AJI Surabaya dan Yayasan ALIT Indonesia: “Kekerasan dan Eksploitasi Anak Masih Marak di Indonesia”

ALIT INDONESIA, AJI Surabaya – Di Indonesia, Undang-Undang Perlindungan Anak mulai diberlakukan sejak tahun 2002. Setelah 20 tahun berlalu, nyatanya kasus pelanggaran hak anak masih terus marak. Ibarat gunung es, meski banyak yang mulai terungkap, namun akar dan kasus sebenarnya masih menjadi pekerjaan rumah bagi semua pihak.

Hal ini terungkap dalam Talk Show Peringatan Hari Anak Sedunia, Minggu (20/11) lalu di Surabaya yang mengambil tema CHILD PROTECTION NOW. Talk Show yang digagas oleh ALIT Indonesia ini diselenggarakan untuk mengingatkan kembali kepada semua pihak masih banyaknya kasus-kasus kekerasan dan eksploitasi pada anak di Indonesia dan menjadi tantangan dalam penyelesaiannya.

Talk Show menghadirkan pembicara dari berbagai elemen penegak hukum, praktisi hukum, jurnalis dan lembaga independent yang bergerak di ranah perlindungan anak.

Program Manager ALIT Indonesia, Rakai Kurmavatara, mengatakan saat ini tengah menjalankan Program Desa Wisata Agro, Desa Wisata Industri yang Ramah Anak dan Berbudaya (DEWA DEWI RAMADAYA). Ia menyampaikan bahwa kondisi anak-anak di desa tidak seperti yang ada di perkotaan.

Kurangnya fasilitas dalam tumbuh kembang mereka di pedesaan, melahirkan banyak kisah perkawinan anak, dengan alasan ekonomi.

Peran pengasuhan orang tua yang apatis dan menganggap enteng permasalahan anak, cenderung belum memahami undang-undang dan konvensi hak anak. “Faktor ini yang mendorong terus tingginya angka perkawinan anak,” tuturnya.

Senada dengan Rakai, Edward Dewaruci, mengingatkan pada Convention Of The Right Of the Child (CRC) muncul karena kondisi global yang menganggap bahwa manusia itu harus diperlakukan sebagaimana mestinya.

Manusia juga harus dimanusiakan sebagaimana manusia. Kesadaran sebagai manusia masih belum mampu untuk memanusiakan manusia sebagaimana mestinya dan itu masih banyak terjadi tanpa memandang strata social, warna kulit, asal usul.

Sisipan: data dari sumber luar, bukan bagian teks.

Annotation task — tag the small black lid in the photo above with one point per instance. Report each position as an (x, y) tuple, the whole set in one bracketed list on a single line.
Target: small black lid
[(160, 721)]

“Inilah yang kemudian membuat PBB melalui komisi hak anak membuat konvensi hak anak pada tahun 1989. Dan pada tahun 1990, konvensi tersebut diakui oleh negara-negara di dunia, termasuk Indonesia,” ujarnya.

Oki Muji Astuti, SH, jaksa penuntut umum dalam penanganan perkara anak yang berhadapan dengan hukum dan IPDA Triwulandari, Kasubnit 6 PPA Polrestabes Surabaya hadir dalam Talk Show dengan memberikan penjelasan tentang kaidah perlindungan anak dalam ranah hukum.

Ketua Savy Amira, Endah Triwijati menanggapi terkait psikologi anak yang berada di situasi kekerasan. Penyelesaian secara hukum tidak memberikan jaminan tuntasnya trauma korban. Tiwi mengingatkan kembali bagaimana korban pelecehan dan kekerasan terdampak tidak hanya secara psikologi dan fisik, namun juga posisi sosialnya di hadapan masyarakat.

“Kita hidup di situasi yang terbiasa untuk lebih mementingkan omongan orang, yang kemudian ini berdampak pada sulitnya bagi kita, terutama korban, untuk menyuarakan pendapatnya meskipun itu sebuah kebenaran. Apalagi jika hal itu berbeda dengan yang dianggap “normal” bagi masyarakat,” ujarnya.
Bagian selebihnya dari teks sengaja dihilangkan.